Sylvie Lefèvre, La Magie du codex. Corps, folio, page, pli, cœur, Paris, Les Belles Lettres, 2023 (Claire Absil)

Sylvie Lefèvre, La Magie du codex. Corps, folio, page, pli, cœur, Paris, Les Belles Lettres, 2023, 291p. (recension originellement publiée sur le site d’Antiquité-Avenir, août 2024)

 Cette recension de Claire Absil a été publiée dans le Bulletin de liaison n°22 (2024) de la SEMEN-L (p. 46-47).

En ouvrant La Magie du codex, on s’attend à une nouvelle histoire du livre venant compléter les nombreuses études qui existent sur le sujet, telles que L’apparition du livre de Lucien Febvre (1958), l’Histoire du livre de Bruno Blasselle (1997), ou encore La main de l’auteur et l’esprit de l’imprimeur de Roger Chartier (2015).
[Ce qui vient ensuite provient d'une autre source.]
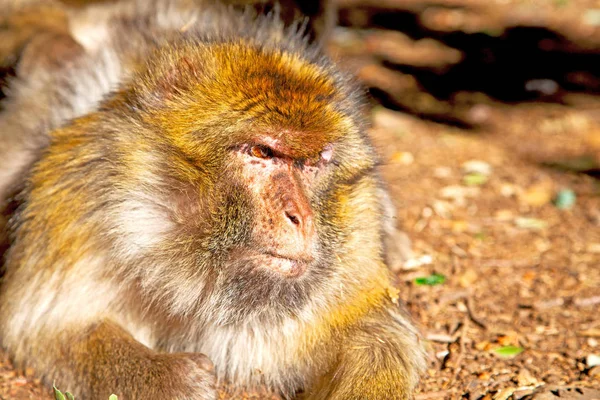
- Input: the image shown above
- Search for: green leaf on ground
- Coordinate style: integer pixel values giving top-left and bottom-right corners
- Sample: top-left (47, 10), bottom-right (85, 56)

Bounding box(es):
top-left (415, 274), bottom-right (446, 286)
top-left (554, 189), bottom-right (577, 210)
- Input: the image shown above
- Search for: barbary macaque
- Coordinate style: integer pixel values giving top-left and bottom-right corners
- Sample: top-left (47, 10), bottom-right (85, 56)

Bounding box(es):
top-left (0, 0), bottom-right (425, 400)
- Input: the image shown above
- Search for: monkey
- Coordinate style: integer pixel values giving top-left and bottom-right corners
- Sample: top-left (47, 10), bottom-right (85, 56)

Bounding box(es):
top-left (0, 0), bottom-right (426, 400)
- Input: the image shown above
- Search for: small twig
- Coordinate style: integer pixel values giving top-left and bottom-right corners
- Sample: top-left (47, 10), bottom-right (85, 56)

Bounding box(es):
top-left (467, 297), bottom-right (487, 330)
top-left (415, 390), bottom-right (450, 400)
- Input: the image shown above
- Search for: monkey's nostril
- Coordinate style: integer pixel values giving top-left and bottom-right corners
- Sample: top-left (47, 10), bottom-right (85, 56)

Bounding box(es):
top-left (285, 211), bottom-right (300, 225)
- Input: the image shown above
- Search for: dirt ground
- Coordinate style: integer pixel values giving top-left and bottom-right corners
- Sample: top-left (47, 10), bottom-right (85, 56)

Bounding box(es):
top-left (0, 0), bottom-right (600, 400)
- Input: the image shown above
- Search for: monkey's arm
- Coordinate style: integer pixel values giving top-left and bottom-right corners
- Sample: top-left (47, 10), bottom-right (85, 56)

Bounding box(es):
top-left (4, 320), bottom-right (216, 400)
top-left (307, 304), bottom-right (425, 400)
top-left (55, 321), bottom-right (216, 400)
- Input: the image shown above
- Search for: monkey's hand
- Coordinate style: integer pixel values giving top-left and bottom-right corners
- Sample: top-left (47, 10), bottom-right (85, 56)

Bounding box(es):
top-left (50, 322), bottom-right (217, 400)
top-left (307, 306), bottom-right (426, 400)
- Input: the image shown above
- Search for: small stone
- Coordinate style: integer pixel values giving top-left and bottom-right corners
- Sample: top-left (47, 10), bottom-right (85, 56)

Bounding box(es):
top-left (585, 354), bottom-right (600, 368)
top-left (477, 371), bottom-right (492, 381)
top-left (515, 217), bottom-right (548, 231)
top-left (519, 184), bottom-right (552, 207)
top-left (494, 210), bottom-right (515, 221)
top-left (462, 160), bottom-right (492, 176)
top-left (390, 151), bottom-right (415, 165)
top-left (517, 368), bottom-right (539, 386)
top-left (585, 243), bottom-right (600, 254)
top-left (440, 185), bottom-right (481, 200)
top-left (458, 269), bottom-right (478, 288)
top-left (433, 167), bottom-right (452, 179)
top-left (404, 254), bottom-right (433, 269)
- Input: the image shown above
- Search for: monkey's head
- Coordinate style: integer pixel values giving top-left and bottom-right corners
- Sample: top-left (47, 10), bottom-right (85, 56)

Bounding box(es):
top-left (108, 36), bottom-right (379, 322)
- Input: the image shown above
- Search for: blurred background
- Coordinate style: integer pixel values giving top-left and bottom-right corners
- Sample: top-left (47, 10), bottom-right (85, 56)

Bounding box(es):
top-left (0, 0), bottom-right (600, 400)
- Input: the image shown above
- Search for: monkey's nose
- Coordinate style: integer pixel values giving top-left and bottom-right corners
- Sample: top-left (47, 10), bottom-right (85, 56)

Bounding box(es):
top-left (284, 202), bottom-right (314, 233)
top-left (283, 201), bottom-right (315, 260)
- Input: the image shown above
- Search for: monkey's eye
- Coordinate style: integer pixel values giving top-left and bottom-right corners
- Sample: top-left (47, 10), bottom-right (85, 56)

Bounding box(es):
top-left (250, 144), bottom-right (273, 159)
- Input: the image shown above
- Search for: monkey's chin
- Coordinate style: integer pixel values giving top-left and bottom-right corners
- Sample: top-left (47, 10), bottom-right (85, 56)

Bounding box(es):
top-left (238, 251), bottom-right (308, 278)
top-left (263, 254), bottom-right (306, 278)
L’autrice, Sylvie Lefèvre, est d’ailleurs familière du sujet : chercheuse associée de l’Institut de Recherche et d’Histoire des Textes, elle a elle-même édité dans de prestigieuses maisons d’éditions françaises différents textes du Moyen Age, par exemple, Le Roman de Renart et textes épigones en 1998, aux éditions Gallimard, dans la Pléiade ; ou encore L’Heptaméron de Marguerite de Navarre, édité avec Nicole Cazauran, en 2013, aux éditions Champion. Or, un simple coup d’œil sur le sommaire nous révèle le véritable enjeu de l’ouvrage, centré sur la matérialité même de l’objet livre depuis son « ouverture » (p.17-61) jusqu’à son « envol » (p.247-253) après la lecture.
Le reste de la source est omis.